Isu sentral pasca-2003 tentang upaya mengantisipasi AFTA (Asean Free Trade Area) dan AFLA (Asean Free Labour Area) seakan menjadi pemicu presumsi bahwa diperlukan kebijakan untuk merivisi arah kebijakan pendidikan, terutama di bidang kurikulum dan silabus. Kurikulum 1994 pun menjadi tidak populis lagi sehingga perlu direvisi dengan kurikulum 2004 yang dibungkus dengan baju kurikulum berbasis kompetensi (KBK). Belum selesai heboh kurikulum baru yang dianggap semakin membuat tugas guru semakin berat, nasib KBK pun sama. Muncullah monster baru KTSP (kurikulum tingkat satuan pendidikan) yang maksudnya tidak lain tidak bukan: menempatkan guru dan kurikulum sebagai terdakwa penyebab kegagalan pendidikan di Indonesia.
Sementara itu, siswa yang selama ini merupakan obyek seakan-akan semakin menjadi obyek pelengkap sekaligus obyek penderita kebijakan pemerintah. Pemerintah sebagai pembuat dan penentu arah kebijakan pendidikan tidak menyadari bahwa mereka sendiri sebenarnya merupakan produk kurikulum 1954—1974. Artinya mereka sebagai anak kandung kurikulum pada tahun itu telah menyalahkan sistem yang telah melahirkan mereka. Kalau bukan Malinkundang siapalagi mereka?
Satu hal yang tidak mereka kuasai dan renungkan adalah siapa yang menjadi obyek eksperimen mereka saat ini. Obyek eksperimen mereka adalah manusia yang tertuntut oleh zaman dan perut, keterpaksaan sebagai anggta masyarakat yang harus bersekolah yang karenanya mereka akan berijazah, keterjajahan dan keterbelengguan, serta usaha-usaha pemerintah menyupermankan manusia Indonesia dengan memaksakan melaksanakan sistem yang balau. Akhirnya, semua kurikulum yang disusun diorientasikan pada penciptaan insan kamil paripurna: ya cerdas intelejensinya, ya emosinya, ya spiritualnya, ya setelah lulus sekolah terus bekerja.

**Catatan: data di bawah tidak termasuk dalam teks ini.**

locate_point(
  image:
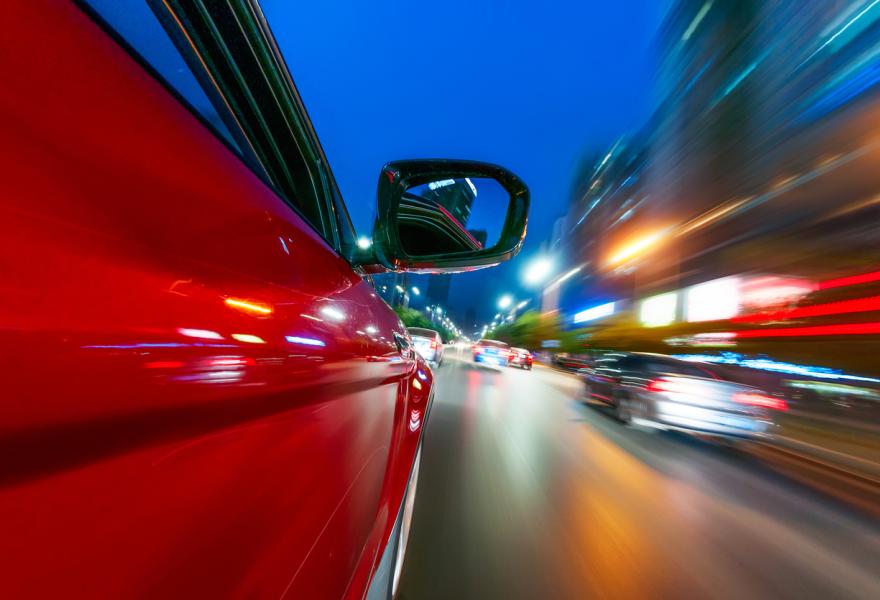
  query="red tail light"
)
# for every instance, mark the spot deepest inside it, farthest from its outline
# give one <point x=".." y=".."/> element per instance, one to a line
<point x="754" y="399"/>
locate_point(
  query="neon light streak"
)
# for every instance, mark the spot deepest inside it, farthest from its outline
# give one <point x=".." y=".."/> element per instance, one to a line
<point x="818" y="330"/>
<point x="834" y="308"/>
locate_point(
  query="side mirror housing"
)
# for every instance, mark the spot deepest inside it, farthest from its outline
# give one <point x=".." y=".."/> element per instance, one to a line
<point x="440" y="216"/>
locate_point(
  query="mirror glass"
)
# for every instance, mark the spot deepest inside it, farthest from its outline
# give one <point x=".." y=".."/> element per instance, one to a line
<point x="452" y="215"/>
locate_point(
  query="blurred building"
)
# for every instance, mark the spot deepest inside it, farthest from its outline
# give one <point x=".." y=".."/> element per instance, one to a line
<point x="761" y="156"/>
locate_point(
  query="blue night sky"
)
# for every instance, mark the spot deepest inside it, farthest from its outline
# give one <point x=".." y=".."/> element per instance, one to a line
<point x="529" y="87"/>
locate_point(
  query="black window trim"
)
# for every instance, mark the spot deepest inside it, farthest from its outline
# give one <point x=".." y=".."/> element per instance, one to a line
<point x="326" y="186"/>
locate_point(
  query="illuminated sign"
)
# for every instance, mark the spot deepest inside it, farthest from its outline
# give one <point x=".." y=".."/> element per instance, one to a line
<point x="597" y="312"/>
<point x="659" y="310"/>
<point x="714" y="300"/>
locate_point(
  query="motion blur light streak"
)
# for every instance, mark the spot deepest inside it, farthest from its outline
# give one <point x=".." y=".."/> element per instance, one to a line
<point x="766" y="364"/>
<point x="637" y="247"/>
<point x="204" y="334"/>
<point x="850" y="280"/>
<point x="332" y="313"/>
<point x="659" y="310"/>
<point x="713" y="300"/>
<point x="596" y="312"/>
<point x="817" y="330"/>
<point x="247" y="306"/>
<point x="248" y="338"/>
<point x="304" y="341"/>
<point x="761" y="400"/>
<point x="869" y="304"/>
<point x="164" y="364"/>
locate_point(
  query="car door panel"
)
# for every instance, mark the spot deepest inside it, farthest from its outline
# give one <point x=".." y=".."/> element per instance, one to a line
<point x="201" y="398"/>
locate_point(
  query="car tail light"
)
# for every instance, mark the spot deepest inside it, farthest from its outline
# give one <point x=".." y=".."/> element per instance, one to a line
<point x="755" y="399"/>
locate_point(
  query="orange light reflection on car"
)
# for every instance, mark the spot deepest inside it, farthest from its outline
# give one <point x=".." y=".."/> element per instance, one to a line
<point x="248" y="306"/>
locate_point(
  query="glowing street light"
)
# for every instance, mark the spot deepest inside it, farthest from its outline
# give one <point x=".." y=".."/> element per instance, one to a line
<point x="538" y="270"/>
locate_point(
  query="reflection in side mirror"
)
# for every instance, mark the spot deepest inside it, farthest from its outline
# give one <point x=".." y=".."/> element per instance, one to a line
<point x="452" y="215"/>
<point x="444" y="215"/>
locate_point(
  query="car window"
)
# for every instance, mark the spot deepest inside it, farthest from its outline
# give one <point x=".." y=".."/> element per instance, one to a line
<point x="135" y="23"/>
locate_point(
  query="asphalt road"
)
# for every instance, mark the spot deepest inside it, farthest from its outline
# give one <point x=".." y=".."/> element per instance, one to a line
<point x="526" y="493"/>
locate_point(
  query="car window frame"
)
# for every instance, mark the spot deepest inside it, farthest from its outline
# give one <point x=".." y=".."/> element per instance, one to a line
<point x="334" y="213"/>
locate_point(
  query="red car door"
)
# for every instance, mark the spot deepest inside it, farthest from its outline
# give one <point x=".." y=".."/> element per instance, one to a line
<point x="200" y="397"/>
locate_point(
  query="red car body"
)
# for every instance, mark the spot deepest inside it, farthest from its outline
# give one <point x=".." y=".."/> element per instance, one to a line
<point x="188" y="409"/>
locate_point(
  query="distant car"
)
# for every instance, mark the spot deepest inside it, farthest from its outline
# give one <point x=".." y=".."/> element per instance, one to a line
<point x="668" y="393"/>
<point x="520" y="357"/>
<point x="203" y="395"/>
<point x="491" y="352"/>
<point x="567" y="362"/>
<point x="428" y="344"/>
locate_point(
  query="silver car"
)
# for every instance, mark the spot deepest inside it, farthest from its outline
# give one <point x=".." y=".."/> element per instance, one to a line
<point x="660" y="391"/>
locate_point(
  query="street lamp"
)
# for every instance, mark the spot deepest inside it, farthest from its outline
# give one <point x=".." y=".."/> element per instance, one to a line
<point x="538" y="270"/>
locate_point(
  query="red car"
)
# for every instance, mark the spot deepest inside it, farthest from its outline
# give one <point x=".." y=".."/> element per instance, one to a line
<point x="203" y="396"/>
<point x="520" y="357"/>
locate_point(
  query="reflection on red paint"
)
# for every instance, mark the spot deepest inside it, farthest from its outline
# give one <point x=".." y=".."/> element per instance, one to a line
<point x="248" y="306"/>
<point x="846" y="329"/>
<point x="232" y="362"/>
<point x="164" y="364"/>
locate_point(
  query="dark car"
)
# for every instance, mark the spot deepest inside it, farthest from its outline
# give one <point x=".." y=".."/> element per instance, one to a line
<point x="203" y="394"/>
<point x="668" y="393"/>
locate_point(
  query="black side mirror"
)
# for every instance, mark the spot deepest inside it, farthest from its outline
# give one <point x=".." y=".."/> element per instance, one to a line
<point x="448" y="215"/>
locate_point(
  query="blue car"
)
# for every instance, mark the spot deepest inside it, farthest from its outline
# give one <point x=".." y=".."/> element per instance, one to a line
<point x="491" y="352"/>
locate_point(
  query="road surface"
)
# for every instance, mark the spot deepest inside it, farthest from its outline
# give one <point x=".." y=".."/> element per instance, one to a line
<point x="526" y="493"/>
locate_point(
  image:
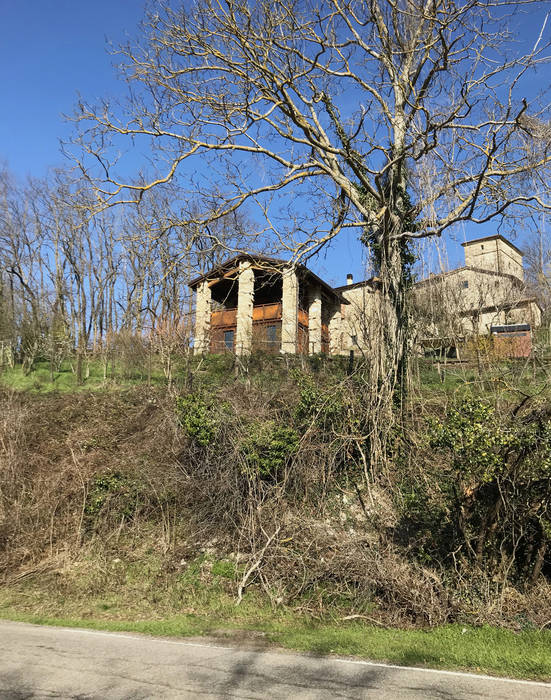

Kebijakan versus Kebijakan
Jika dicermati dengan saksama, pendidikan di Indonesia telah tidak memunyai arah yang jelas, setidakjelasnya kebijakan-kebijakan pemerintah yang lain. Kebijakan pemerintah di bidang pendanaan pendidikan secara substansial dan material telah menyalahi amananat UUD 45 pasal 31 ayat 4 yang menyatakan secara eksplisit menyatakan bahwa anggaran penyelenggaraan Pendidikan Nasional minimal sebesar 20% dari Anggaran Pendapatan dan Belanja Negara (APBN) dan Anggaran Pendapatan dan Belanja Daerah (APBD). Namun, kenyataannya pemerintah mengalokasikan anggaran yang lebih besar ke arah sistem pertahanan negara. Suatu kondisi yang menyimpang jauh dari yang diidealkan oleh BJ Habiebie dengan pernyataannya “the man behind the gun” ketika menjabat sebagai Menristek.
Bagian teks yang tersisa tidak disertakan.